The Government has chosen to establish a quasi- judicial
body which has been given the powers, inter alia, to decide
the effect of the film on the public. Once a quasi-judicial
body like the Appellate Tribunal, consisting of a retired
Judge of a High Court or a person qualified to be a Judge of
a High Court and other experts in the filed, gives its
decision that decision would be final and binding so far as
the Executive and the Government is concerned. To permit
the Executive to review and/or revise that decision would
amount to interference with the exercise of judicial
functions by a quasi-judicial Board. It would amount to
subjecting the decision of a quasi-judicial body to the
scrutiny of the Executive. Under our Constitution the
position is reverse. The Executive has to obey judicial
orders. Thus, Section 6(1) is a travesty of the rule of law
which is one of the basic structures of the Constitution.
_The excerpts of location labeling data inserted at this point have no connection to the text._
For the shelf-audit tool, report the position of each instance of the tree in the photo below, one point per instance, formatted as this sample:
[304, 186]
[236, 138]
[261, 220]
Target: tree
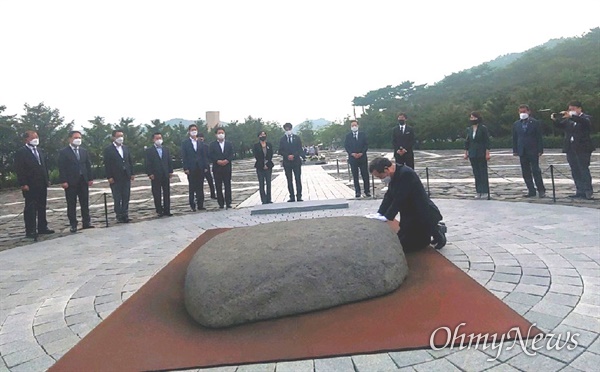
[11, 141]
[97, 137]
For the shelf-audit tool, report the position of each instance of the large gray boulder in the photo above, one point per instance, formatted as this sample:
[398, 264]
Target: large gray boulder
[284, 268]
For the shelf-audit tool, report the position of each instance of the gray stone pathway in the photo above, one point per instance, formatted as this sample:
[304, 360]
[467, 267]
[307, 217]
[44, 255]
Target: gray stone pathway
[543, 260]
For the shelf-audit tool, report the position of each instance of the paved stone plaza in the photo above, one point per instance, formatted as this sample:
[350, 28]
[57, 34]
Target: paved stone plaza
[542, 259]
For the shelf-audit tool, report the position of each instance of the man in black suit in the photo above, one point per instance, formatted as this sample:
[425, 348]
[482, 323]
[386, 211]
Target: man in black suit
[119, 172]
[356, 146]
[528, 145]
[75, 177]
[207, 172]
[220, 153]
[195, 161]
[578, 146]
[419, 217]
[32, 174]
[403, 141]
[159, 167]
[290, 147]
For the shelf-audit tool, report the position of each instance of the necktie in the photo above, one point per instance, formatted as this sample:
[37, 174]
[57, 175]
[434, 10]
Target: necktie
[37, 155]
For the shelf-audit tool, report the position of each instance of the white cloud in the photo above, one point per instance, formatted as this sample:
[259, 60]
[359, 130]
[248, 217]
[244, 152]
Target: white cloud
[278, 60]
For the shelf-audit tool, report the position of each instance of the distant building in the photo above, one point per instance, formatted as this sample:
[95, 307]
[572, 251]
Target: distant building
[212, 119]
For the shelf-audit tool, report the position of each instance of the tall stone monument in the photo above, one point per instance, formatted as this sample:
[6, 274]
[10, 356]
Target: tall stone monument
[212, 119]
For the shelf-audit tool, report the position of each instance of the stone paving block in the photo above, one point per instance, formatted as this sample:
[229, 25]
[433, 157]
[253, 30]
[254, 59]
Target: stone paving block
[524, 298]
[580, 336]
[263, 367]
[373, 362]
[539, 362]
[539, 290]
[507, 278]
[595, 346]
[560, 351]
[409, 358]
[583, 321]
[64, 345]
[296, 366]
[543, 321]
[17, 345]
[341, 364]
[536, 280]
[550, 308]
[23, 356]
[586, 309]
[38, 364]
[471, 359]
[53, 336]
[536, 271]
[218, 369]
[441, 365]
[587, 361]
[47, 327]
[500, 286]
[502, 368]
[519, 308]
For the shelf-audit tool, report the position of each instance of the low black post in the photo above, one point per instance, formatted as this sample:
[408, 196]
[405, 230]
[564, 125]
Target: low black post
[487, 175]
[349, 173]
[373, 186]
[105, 210]
[427, 175]
[553, 187]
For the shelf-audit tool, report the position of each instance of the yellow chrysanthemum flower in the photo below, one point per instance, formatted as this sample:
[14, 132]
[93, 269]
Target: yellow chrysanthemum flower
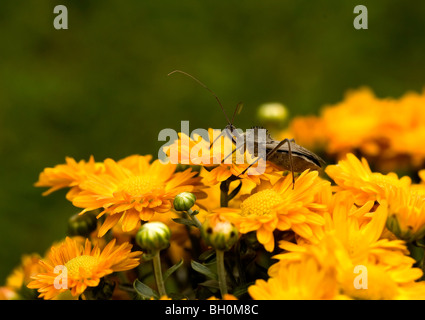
[133, 190]
[281, 207]
[352, 241]
[187, 151]
[406, 213]
[356, 176]
[84, 266]
[68, 175]
[304, 280]
[371, 126]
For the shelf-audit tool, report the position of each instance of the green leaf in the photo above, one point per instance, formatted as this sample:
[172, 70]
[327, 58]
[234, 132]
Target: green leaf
[187, 222]
[144, 291]
[207, 254]
[242, 289]
[203, 270]
[210, 284]
[172, 269]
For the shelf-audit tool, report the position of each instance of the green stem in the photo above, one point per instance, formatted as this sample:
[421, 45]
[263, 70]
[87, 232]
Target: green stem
[224, 195]
[158, 275]
[221, 271]
[194, 218]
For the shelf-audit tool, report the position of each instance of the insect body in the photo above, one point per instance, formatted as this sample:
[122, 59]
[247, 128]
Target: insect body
[285, 154]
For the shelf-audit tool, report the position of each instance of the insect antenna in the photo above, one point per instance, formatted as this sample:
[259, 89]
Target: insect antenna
[238, 110]
[212, 92]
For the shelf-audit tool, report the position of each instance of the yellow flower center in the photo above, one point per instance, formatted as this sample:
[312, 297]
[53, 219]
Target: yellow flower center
[260, 203]
[138, 185]
[87, 263]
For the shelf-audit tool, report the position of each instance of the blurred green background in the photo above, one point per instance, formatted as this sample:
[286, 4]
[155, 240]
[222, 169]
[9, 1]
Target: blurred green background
[101, 87]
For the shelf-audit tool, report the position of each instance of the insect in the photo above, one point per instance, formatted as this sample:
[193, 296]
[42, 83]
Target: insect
[285, 154]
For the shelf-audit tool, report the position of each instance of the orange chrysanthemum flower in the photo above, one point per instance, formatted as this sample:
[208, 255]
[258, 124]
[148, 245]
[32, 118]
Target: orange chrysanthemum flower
[281, 207]
[68, 175]
[133, 189]
[84, 266]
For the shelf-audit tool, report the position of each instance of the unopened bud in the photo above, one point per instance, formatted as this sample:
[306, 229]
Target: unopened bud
[153, 236]
[272, 114]
[184, 201]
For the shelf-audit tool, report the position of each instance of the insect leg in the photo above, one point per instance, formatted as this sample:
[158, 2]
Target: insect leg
[273, 151]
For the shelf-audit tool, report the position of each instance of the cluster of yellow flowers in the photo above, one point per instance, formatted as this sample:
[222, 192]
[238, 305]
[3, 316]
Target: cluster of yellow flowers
[389, 132]
[353, 234]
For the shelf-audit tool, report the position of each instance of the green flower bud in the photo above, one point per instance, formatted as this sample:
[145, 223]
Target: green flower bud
[272, 114]
[221, 236]
[153, 236]
[82, 225]
[184, 201]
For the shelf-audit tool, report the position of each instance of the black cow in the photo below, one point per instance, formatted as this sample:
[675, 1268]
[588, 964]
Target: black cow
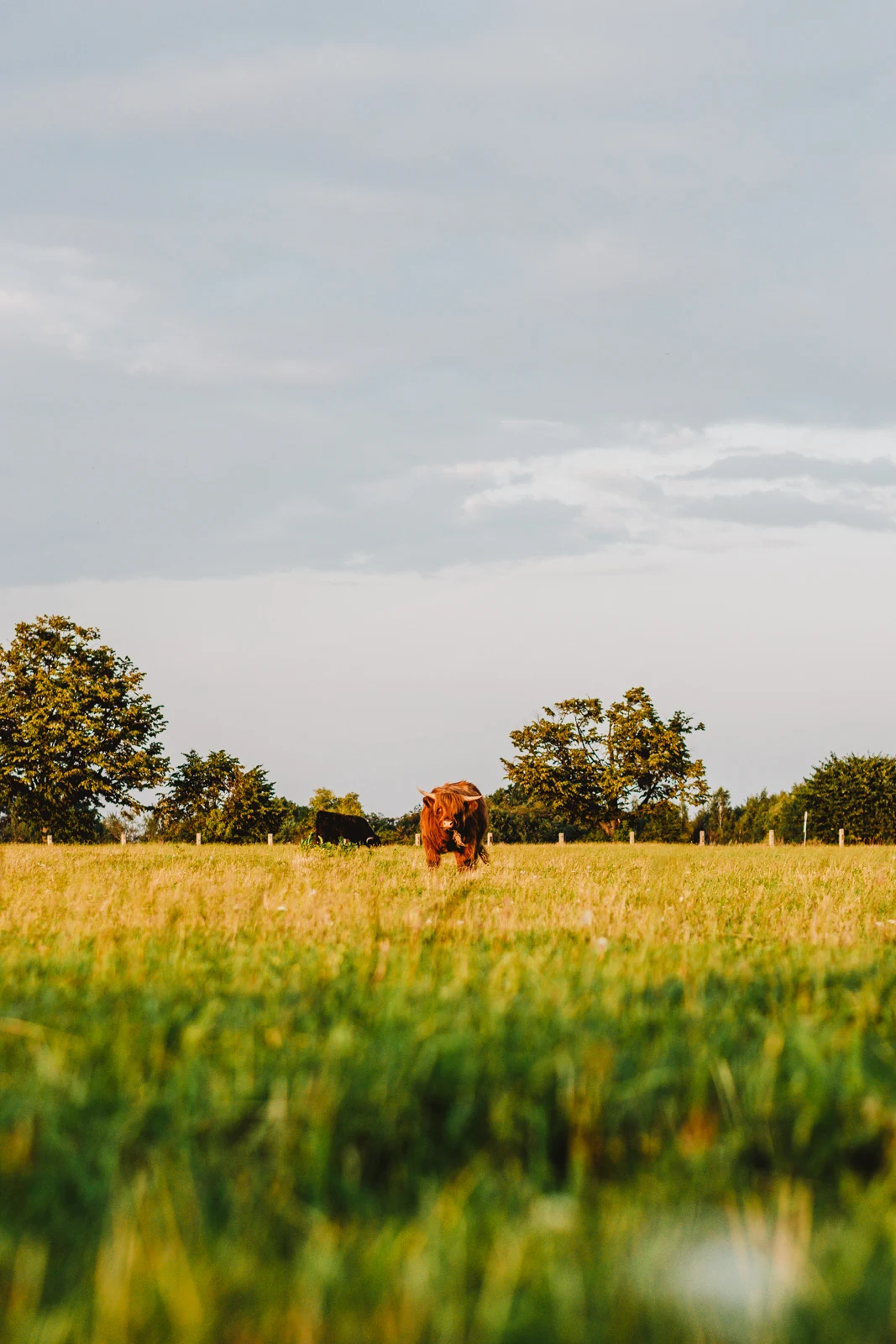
[332, 827]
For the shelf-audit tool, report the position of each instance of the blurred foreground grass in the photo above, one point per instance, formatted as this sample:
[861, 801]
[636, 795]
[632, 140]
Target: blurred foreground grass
[590, 1095]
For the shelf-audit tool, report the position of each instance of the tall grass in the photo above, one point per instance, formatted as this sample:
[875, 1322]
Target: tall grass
[591, 1093]
[647, 894]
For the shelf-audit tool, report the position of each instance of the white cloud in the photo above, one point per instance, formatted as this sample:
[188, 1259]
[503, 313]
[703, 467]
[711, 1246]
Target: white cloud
[687, 487]
[311, 672]
[67, 302]
[602, 260]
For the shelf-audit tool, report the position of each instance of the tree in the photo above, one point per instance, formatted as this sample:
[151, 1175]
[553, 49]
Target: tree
[600, 768]
[76, 732]
[516, 819]
[217, 796]
[857, 793]
[324, 800]
[750, 822]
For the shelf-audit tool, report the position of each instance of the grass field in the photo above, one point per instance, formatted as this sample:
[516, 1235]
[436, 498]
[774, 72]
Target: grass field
[591, 1093]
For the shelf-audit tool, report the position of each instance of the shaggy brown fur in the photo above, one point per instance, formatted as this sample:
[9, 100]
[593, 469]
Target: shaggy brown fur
[454, 823]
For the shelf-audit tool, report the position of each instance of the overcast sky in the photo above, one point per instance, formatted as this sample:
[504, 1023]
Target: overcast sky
[378, 374]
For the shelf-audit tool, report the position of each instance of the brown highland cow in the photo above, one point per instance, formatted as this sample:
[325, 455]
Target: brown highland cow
[454, 820]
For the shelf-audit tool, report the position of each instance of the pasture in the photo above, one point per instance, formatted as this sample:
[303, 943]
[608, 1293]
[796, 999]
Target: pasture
[590, 1093]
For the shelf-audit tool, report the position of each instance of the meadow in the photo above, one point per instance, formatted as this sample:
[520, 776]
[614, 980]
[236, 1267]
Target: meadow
[590, 1093]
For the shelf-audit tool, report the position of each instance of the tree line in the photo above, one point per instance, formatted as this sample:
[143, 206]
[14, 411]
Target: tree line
[80, 749]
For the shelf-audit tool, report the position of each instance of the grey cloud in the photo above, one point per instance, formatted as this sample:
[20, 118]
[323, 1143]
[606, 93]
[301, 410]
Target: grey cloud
[770, 467]
[258, 264]
[786, 508]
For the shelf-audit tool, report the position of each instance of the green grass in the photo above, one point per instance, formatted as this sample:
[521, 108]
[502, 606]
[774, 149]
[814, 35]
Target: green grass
[590, 1095]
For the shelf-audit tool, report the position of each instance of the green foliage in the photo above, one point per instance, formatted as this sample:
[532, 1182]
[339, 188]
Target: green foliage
[396, 830]
[76, 732]
[215, 796]
[515, 819]
[531, 1142]
[750, 822]
[324, 800]
[857, 793]
[602, 768]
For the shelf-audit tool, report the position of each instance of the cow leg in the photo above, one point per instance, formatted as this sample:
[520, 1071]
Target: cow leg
[432, 857]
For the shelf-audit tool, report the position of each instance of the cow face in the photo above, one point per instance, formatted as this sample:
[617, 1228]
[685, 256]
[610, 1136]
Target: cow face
[450, 806]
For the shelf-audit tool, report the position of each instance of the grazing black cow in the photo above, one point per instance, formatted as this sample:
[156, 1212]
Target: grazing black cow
[332, 827]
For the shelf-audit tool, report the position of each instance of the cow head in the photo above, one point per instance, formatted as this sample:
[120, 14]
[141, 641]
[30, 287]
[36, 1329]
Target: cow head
[449, 806]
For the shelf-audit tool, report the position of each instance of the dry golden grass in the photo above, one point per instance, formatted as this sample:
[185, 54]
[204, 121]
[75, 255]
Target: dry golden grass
[649, 894]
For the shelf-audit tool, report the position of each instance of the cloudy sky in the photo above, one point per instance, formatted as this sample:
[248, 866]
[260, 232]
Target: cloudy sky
[376, 374]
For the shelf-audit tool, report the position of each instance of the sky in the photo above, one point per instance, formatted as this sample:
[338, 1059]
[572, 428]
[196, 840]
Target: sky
[374, 375]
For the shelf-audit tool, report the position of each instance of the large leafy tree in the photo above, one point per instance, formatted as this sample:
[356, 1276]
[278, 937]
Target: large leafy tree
[217, 796]
[76, 732]
[855, 792]
[600, 766]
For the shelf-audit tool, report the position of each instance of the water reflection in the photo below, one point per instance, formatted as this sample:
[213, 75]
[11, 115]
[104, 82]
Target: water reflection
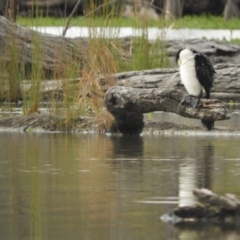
[62, 186]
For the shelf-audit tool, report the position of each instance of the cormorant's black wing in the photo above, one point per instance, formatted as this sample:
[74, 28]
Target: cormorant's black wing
[205, 72]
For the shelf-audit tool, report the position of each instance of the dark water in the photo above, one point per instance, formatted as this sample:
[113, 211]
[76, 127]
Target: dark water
[60, 186]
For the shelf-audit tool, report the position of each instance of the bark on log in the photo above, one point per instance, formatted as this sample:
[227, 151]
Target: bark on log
[226, 85]
[128, 104]
[210, 208]
[57, 51]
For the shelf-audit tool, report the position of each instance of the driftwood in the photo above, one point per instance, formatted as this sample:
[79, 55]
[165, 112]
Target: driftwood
[57, 51]
[210, 207]
[226, 85]
[128, 105]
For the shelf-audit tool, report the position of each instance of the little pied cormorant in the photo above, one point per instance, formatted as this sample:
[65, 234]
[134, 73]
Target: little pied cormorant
[197, 75]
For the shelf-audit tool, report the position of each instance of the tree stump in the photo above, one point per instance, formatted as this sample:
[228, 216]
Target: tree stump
[128, 104]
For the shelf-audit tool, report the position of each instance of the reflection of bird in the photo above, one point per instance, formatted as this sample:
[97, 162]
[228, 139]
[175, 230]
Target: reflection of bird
[197, 74]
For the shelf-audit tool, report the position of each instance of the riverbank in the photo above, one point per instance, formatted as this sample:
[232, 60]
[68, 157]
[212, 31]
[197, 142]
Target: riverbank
[47, 123]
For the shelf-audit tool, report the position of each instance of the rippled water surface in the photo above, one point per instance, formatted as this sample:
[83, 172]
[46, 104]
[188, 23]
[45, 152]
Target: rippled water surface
[65, 186]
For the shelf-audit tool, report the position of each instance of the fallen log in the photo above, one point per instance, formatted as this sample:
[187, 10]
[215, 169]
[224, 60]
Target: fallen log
[128, 105]
[210, 207]
[57, 51]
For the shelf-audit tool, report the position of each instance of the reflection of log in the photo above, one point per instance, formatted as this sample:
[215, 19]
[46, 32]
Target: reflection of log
[211, 207]
[128, 104]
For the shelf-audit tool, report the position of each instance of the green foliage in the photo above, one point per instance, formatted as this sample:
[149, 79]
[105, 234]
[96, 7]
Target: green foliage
[197, 22]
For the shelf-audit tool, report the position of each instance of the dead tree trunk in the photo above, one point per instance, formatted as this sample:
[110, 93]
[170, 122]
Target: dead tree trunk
[128, 105]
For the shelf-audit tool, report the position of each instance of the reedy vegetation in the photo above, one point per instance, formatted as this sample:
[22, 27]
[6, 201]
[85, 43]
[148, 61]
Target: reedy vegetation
[104, 57]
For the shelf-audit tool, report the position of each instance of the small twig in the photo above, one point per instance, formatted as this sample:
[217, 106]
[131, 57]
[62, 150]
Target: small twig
[70, 17]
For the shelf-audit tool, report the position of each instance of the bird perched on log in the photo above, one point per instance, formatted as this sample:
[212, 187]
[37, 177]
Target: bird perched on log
[197, 74]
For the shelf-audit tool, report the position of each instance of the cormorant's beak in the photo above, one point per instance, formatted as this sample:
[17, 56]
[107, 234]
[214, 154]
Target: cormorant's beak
[179, 62]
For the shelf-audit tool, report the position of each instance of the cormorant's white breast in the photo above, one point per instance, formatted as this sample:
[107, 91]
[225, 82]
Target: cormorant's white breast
[197, 75]
[196, 71]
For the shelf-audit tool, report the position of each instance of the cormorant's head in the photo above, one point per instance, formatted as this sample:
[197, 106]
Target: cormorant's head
[183, 55]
The Legislature may, in certain cases, overrule or nullify
the judicial or executive decision by enacting an
appropriate legislation. However, without enacting an
appropriate legislation, the Executive or the Legislature
cannot set at naught a judicial order. The Executive cannot
sit in an appeal or review or revise a judicial order. The
Appellate Tribunal consisting of experts and decides matters
quasi-judicially. A Secretary and/or Minister cannot sit in
appeal or revision over those decisions. At the highest,
the Government may apply to the Tribunal itself for a
review, if circumstances so warrant. But the Government
would be bound by the ultimate decision of the Tribunal. We
fail to understand the apprehension expressed by the learned
counsel that there may be a law and order situation. Once
an Expert Body has considered the impact of the film on the
public and has cleared the film, it is no excuse to say that
there may be a law and order situation. It is for the
concerned State Government to see that the law and order is
maintained. In any democratic society there are bound to be
divergent views. Merely because a small section of the
society has a different view, from that as taken by the
Tribunal, and choose to express their views by unlawful
means would be no ground for the Executive to review or
revise a decision of the Tribunal. In such a case, the
clear duty of the Government is to ensure that law and order
is maintained by taking appropriate actions against persons
who choose to breach the law. We, therefore, see no
substance in the Appeal. The same stands dismissed. There
will, however, be no Order as to costs.